Dans la sainte cité où toute activité baignait fatalement dans le sacré, d’audacieux proxénètes n’hésitaient pas à se servir de certaines fêtes religieuses pour initier, sous le couvert d’un rite, leurs victimes à leur vocation de prostituées. Ainsi, à la fête de Mârg Pûrnîma, la pleine lune d’octobre, on célébrait la gloire de Vishnu, le dieu créateur de toutes choses, et pour Makara Sankrânti, au solstice d’hiver, on fêtait la déesse de l’amour charnel, du plaisir et de la fertilité.
* * *
« Ce n’est pas vers son domicile que m’entraîna mon bienfaiteur, racontera Ananda. Il me poussa sur la banquette d’un taxi et s’assit à côté de moi. La voiture roula longtemps dans les faubourgs et finit par s’arrêter devant la grille d’un temple. Dans la cour se tenaient une vingtaine de pauvres filles accroupies sous la garde d’hommes coiffés de calots blancs. J’ai tenté de m’enfuir, mais deux mains puissantes me happèrent et me forcèrent à entrer dans la cour. Là, on me dit de m’asseoir. À cet instant, deux matrones sont apparues et nous ont distribué des feuilles de bananier au creux desquelles elles ont versé une louche de riz et de dal. J’avais si faim que j’ai tout avalé avec voracité. Bientôt, les hommes au calot blanc nous ont donné l’ordre de nous lever et nous ont poussées vers l’intérieur du temple.
« C’est là que le cauchemar a commencé.

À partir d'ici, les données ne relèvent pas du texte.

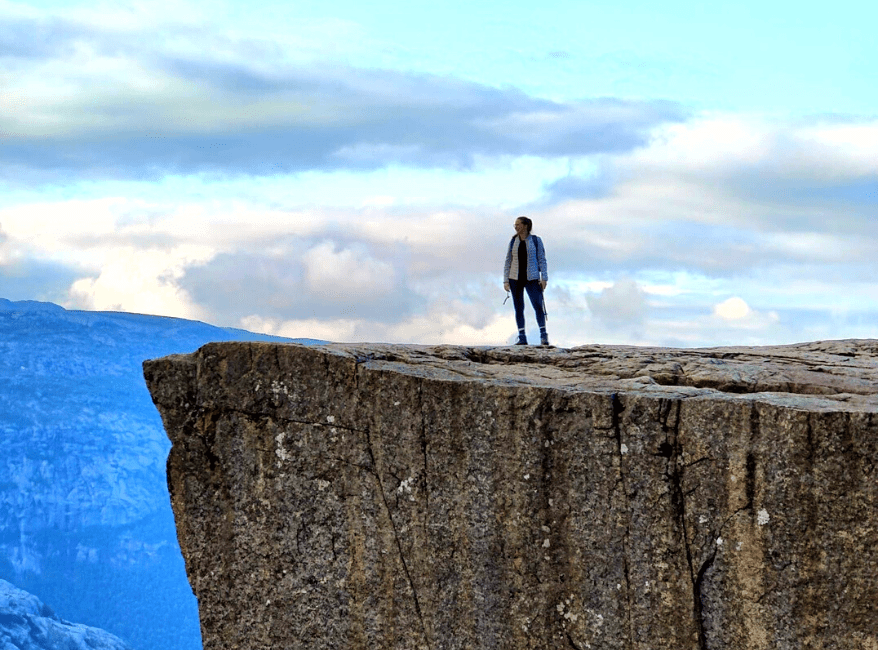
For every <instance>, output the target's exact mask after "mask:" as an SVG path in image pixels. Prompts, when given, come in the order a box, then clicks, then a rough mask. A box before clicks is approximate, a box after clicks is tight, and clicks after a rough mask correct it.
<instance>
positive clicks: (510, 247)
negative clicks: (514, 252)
mask: <svg viewBox="0 0 878 650" xmlns="http://www.w3.org/2000/svg"><path fill="white" fill-rule="evenodd" d="M514 239H515V237H513V238H512V239H510V240H509V249H508V250H507V251H506V263H505V264H503V288H504V289H505V290H506V291H509V269H510V267H511V266H512V242H513V240H514Z"/></svg>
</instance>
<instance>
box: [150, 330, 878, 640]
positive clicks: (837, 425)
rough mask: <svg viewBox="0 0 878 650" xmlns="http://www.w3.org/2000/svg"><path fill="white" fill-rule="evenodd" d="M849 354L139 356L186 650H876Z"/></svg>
mask: <svg viewBox="0 0 878 650" xmlns="http://www.w3.org/2000/svg"><path fill="white" fill-rule="evenodd" d="M876 353H878V342H875V341H871V340H866V341H863V340H859V341H830V342H818V343H809V344H802V345H796V346H779V347H766V348H744V347H741V348H716V349H703V350H670V349H659V348H655V349H652V348H635V347H610V346H584V347H580V348H574V349H570V350H557V349H541V348H517V347H504V348H474V347H454V346H433V347H430V346H392V345H366V344H361V345H353V344H350V345H342V344H334V345H326V346H299V345H281V344H265V343H217V344H209V345H207V346H204V347H203V348H201V349H200V350H199V351H197V352H196V353H193V354H191V355H185V356H173V357H167V358H164V359H158V360H154V361H148V362H146V363H145V364H144V372H145V377H146V380H147V384H148V386H149V389H150V391H151V393H152V395H153V400H154V401H155V403H156V405H157V407H158V409H159V411H160V412H161V414H162V418H163V421H164V424H165V428H166V430H167V432H168V435H169V437H170V438H171V441H172V443H173V447H172V450H171V453H170V455H169V458H168V482H169V489H170V493H171V501H172V505H173V508H174V513H175V517H176V521H177V527H178V536H179V539H180V545H181V548H182V550H183V554H184V557H185V558H186V566H187V572H188V575H189V579H190V582H191V584H192V587H193V590H194V591H195V593H196V595H197V596H198V599H199V608H200V616H201V624H202V633H203V639H204V644H205V647H206V648H224V649H230V648H254V649H255V648H269V647H271V648H279V647H297V648H369V649H374V648H382V649H383V648H387V649H390V648H394V649H395V648H399V649H403V648H429V649H433V650H435V649H438V648H515V649H517V648H566V649H569V648H582V649H584V648H620V649H621V648H625V649H634V648H650V649H661V648H668V649H671V648H673V649H674V650H679V649H681V648H692V649H693V650H695V649H706V648H710V649H711V650H718V649H726V648H727V649H732V648H734V649H735V650H740V649H742V648H754V649H755V648H790V649H792V648H802V647H814V648H817V647H825V648H829V647H832V648H872V647H876V648H878V632H876V630H878V608H876V603H878V580H876V575H878V515H876V503H878V499H876V497H878V487H876V480H875V479H876V474H875V466H876V463H878V436H876V423H875V422H876V421H875V414H876V412H878V398H876V391H878V381H876V379H878V365H876V359H878V356H876ZM870 644H871V645H870Z"/></svg>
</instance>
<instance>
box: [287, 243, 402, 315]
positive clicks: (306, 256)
mask: <svg viewBox="0 0 878 650" xmlns="http://www.w3.org/2000/svg"><path fill="white" fill-rule="evenodd" d="M302 263H303V264H304V267H305V281H306V283H307V285H308V289H309V290H310V291H311V292H312V293H314V294H323V295H331V296H332V298H333V299H334V300H346V299H347V300H351V299H353V300H356V301H358V302H359V301H362V300H364V299H370V298H371V299H374V300H380V299H381V298H382V297H383V296H385V295H387V294H388V293H390V292H391V291H393V289H394V287H395V285H396V277H395V276H396V274H395V272H394V269H393V266H392V265H390V264H389V263H387V262H384V261H381V260H378V259H375V258H374V257H372V256H371V255H369V253H368V252H367V251H366V250H365V249H364V248H363V247H360V246H358V247H355V248H343V249H341V250H336V245H335V244H334V243H333V242H330V241H325V242H322V243H320V244H318V245H317V246H315V247H313V248H311V249H310V250H308V251H307V252H306V253H305V254H304V255H303V256H302Z"/></svg>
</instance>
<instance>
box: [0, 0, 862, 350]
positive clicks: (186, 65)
mask: <svg viewBox="0 0 878 650" xmlns="http://www.w3.org/2000/svg"><path fill="white" fill-rule="evenodd" d="M0 21H2V23H3V25H4V28H3V29H2V30H0V64H2V65H3V66H4V68H3V69H4V76H3V81H4V83H5V84H6V85H5V88H7V89H8V90H9V92H4V94H3V95H2V98H0V137H2V140H3V146H2V147H0V171H2V177H3V178H4V179H5V180H4V181H3V183H4V184H3V188H4V191H3V192H2V194H0V291H2V292H3V294H4V297H7V298H13V299H24V298H38V299H48V300H54V301H57V302H62V303H64V304H65V305H67V306H69V307H78V308H87V309H122V310H127V311H139V312H148V313H159V314H167V315H173V316H182V317H187V318H197V319H201V320H206V321H210V322H214V323H217V324H221V325H231V326H237V327H248V328H252V329H257V330H260V331H266V332H269V333H278V334H285V335H288V336H308V337H316V338H326V339H333V340H386V341H399V342H419V343H427V342H447V343H474V344H498V343H505V342H508V341H509V340H511V338H512V337H513V336H514V333H515V332H514V329H515V328H514V323H513V320H512V314H511V307H510V305H509V303H507V304H506V305H503V298H504V297H505V295H504V293H503V291H502V279H501V277H500V274H501V269H502V262H503V256H504V254H505V247H506V244H507V243H508V241H509V237H511V235H512V231H511V224H512V221H513V220H514V218H515V217H516V216H518V215H520V214H527V215H529V216H531V217H532V218H533V219H534V222H535V232H537V234H539V235H541V236H542V237H543V239H544V241H545V242H546V246H547V249H548V253H549V267H550V273H551V282H550V287H549V290H548V293H547V303H548V307H549V314H550V322H549V331H550V335H551V337H552V339H553V341H554V342H555V343H558V344H561V345H576V344H581V343H587V342H592V341H597V342H607V343H650V344H663V345H712V344H722V343H748V342H749V343H783V342H794V341H799V340H809V339H816V338H838V337H847V336H871V335H872V334H873V329H872V328H873V323H874V319H875V316H876V315H878V286H876V281H875V278H876V271H878V269H876V260H878V232H876V230H875V223H876V216H878V212H876V210H878V121H875V120H874V119H872V118H866V117H842V116H823V117H814V118H796V119H792V118H786V119H784V118H778V117H766V116H762V115H755V114H747V115H745V114H734V113H731V112H707V111H693V110H691V109H689V108H686V107H684V106H682V105H680V104H676V103H674V102H669V101H658V100H655V101H653V100H649V101H647V100H641V99H630V98H629V99H625V98H614V97H588V96H584V97H582V98H580V99H569V98H566V99H564V98H558V97H554V98H548V97H541V96H536V95H534V94H528V93H527V92H524V91H523V90H521V89H519V88H517V87H515V86H512V85H499V84H498V85H489V84H486V83H477V82H474V81H472V80H467V79H462V78H458V77H454V76H451V75H439V74H426V73H419V72H415V71H411V70H401V69H389V68H388V69H382V68H378V67H368V68H367V67H364V66H361V67H358V66H356V65H353V64H352V63H351V62H350V61H342V60H341V59H339V58H331V57H324V56H322V55H321V54H320V52H321V50H320V46H318V45H317V44H316V41H314V39H312V40H309V38H310V37H308V36H298V35H297V36H293V37H289V36H279V35H278V34H277V33H276V32H271V31H270V30H269V31H266V33H264V34H256V35H254V34H248V33H244V32H239V33H235V32H232V31H231V30H229V29H227V28H226V29H220V28H218V27H217V25H216V24H213V23H210V22H209V21H207V22H205V21H204V20H203V16H201V17H200V16H197V15H194V14H193V15H187V14H186V12H185V11H183V12H182V13H181V14H180V15H179V16H176V17H175V18H173V19H169V18H166V17H164V16H161V15H159V14H158V13H156V12H152V13H150V11H149V10H148V9H146V8H143V7H140V8H136V7H135V8H123V9H120V10H118V11H115V12H104V13H98V12H90V11H87V10H82V9H80V10H77V11H72V10H71V11H67V12H55V13H53V14H49V13H48V12H42V11H39V10H34V9H26V8H23V7H22V6H21V5H14V4H9V3H3V4H0ZM348 28H349V26H347V27H345V26H341V27H339V26H336V25H333V26H332V29H348ZM302 33H304V34H307V33H308V32H307V30H303V31H302ZM312 35H313V34H312ZM323 42H326V39H323ZM565 60H567V59H565ZM522 170H524V171H522ZM525 181H527V182H526V183H525ZM525 184H526V185H527V186H528V188H530V189H527V190H523V189H522V188H521V186H523V185H525ZM315 186H319V187H320V188H321V189H320V190H319V191H317V190H315V189H314V187H315ZM482 186H484V188H482ZM504 192H506V193H508V195H509V196H515V197H516V198H515V199H508V200H501V199H499V198H497V197H503V195H504ZM303 196H307V197H308V198H307V199H305V198H302V197H303ZM425 196H426V197H427V198H425ZM489 196H490V197H491V198H490V199H489V198H487V197H489ZM528 309H529V307H528ZM528 319H529V323H530V325H531V326H533V318H532V314H531V313H530V312H528Z"/></svg>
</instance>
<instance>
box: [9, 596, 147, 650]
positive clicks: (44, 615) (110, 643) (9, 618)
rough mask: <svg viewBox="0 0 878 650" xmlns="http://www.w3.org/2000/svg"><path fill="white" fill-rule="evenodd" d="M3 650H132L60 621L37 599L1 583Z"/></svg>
mask: <svg viewBox="0 0 878 650" xmlns="http://www.w3.org/2000/svg"><path fill="white" fill-rule="evenodd" d="M0 649H2V650H7V649H9V650H12V649H15V650H131V648H130V646H128V645H127V644H125V643H124V642H123V641H122V640H121V639H119V638H118V637H115V636H113V635H112V634H110V633H108V632H105V631H104V630H101V629H98V628H95V627H88V626H86V625H81V624H78V623H71V622H69V621H65V620H63V619H61V618H59V617H58V616H57V615H56V614H55V612H53V611H52V610H51V608H49V607H47V606H46V605H45V604H43V603H42V602H41V601H40V599H39V598H37V597H36V596H34V595H32V594H29V593H27V592H26V591H22V590H21V589H17V588H16V587H15V586H13V585H11V584H10V583H8V582H6V581H5V580H0Z"/></svg>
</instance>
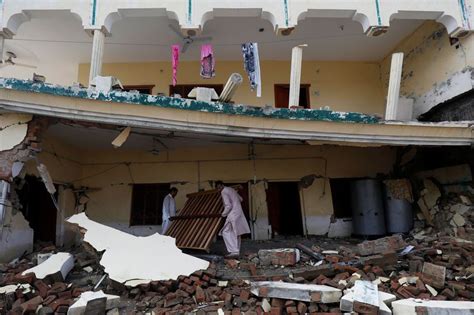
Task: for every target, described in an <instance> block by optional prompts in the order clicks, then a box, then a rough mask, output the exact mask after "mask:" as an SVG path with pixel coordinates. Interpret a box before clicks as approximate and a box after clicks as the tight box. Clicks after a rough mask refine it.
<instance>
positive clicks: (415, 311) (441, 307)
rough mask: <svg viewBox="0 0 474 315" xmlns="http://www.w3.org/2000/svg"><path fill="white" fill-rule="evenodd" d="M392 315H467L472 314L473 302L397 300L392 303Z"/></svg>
mask: <svg viewBox="0 0 474 315" xmlns="http://www.w3.org/2000/svg"><path fill="white" fill-rule="evenodd" d="M392 308H393V314H394V315H419V314H423V315H468V314H471V315H472V314H474V302H468V301H432V300H420V299H405V300H398V301H395V302H393V303H392Z"/></svg>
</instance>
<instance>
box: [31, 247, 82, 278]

Durant deux jours et deux nuits, tantôt menaçants tantôt enjôleurs, des pandits payés par les proxénètes nous expliquèrent qu’il n’y avait pas de plus lumineux destin pour une jeune fille que d’être appelée par les dieux à rassasier les hommes de plaisir. Ponctuant leurs discours de coups de gong, se livrant à toutes sortes de rites au pied des nombreuses divinités du sanctuaire, ces inquiétants brahmines s’acharnaient sur nous. Ils finirent par nous ensorceler. Au bout de ces deux jours, nous étions envoûtées. Prêtes à tout. »
Ce qu’ignorait Ananda, c’est qu’au même moment des séances d’envoûtement identiques se pratiquaient dans plusieurs autres villes de l’Inde. On estime à trois mille le nombre de fillettes livrées chaque année à la prostitution à l’occasion de Mârg Pûrnîma dans le seul État du Karnataka. Dûment achetée, la police ferme les yeux.
Une semaine plus tard, après avoir été vendues et revendues, Ananda et ses compagnes furent parquées comme des bêtes dans les sordides clandés de pisé alignés en vraie cour des miracles tout le long de la rue principale de Munshiganj, le quartier populaire de prostitution où l’amour se consomme pour vingt roupies à peine, même pas dix francs.
Bizarrerie du destin : ni ses ravisseurs ni aucun de ses clients ne remarquèrent sous son outrageant maquillage la petite tache qui lui avait valu son malheur. Une nuit, en allumant un bâtonnet d’encens, elle fit tomber par mégarde une allumette enflammée sur le dos de sa main. Le contact du feu ne lui causa pas la moindre sensation de douleur. Elle s’en étonna et découvrit alors, autour de la lésion provoquée par la flamme, une auréole brunâtre, aussi insensible que la tache sur sa joue. Affolée, elle examina fébrilement son autre main, ses jambes, ses cuisses, son ventre. Personne ne pourrait l’en empêcher : demain elle s’échapperait du bagne de la rue Munshiganj.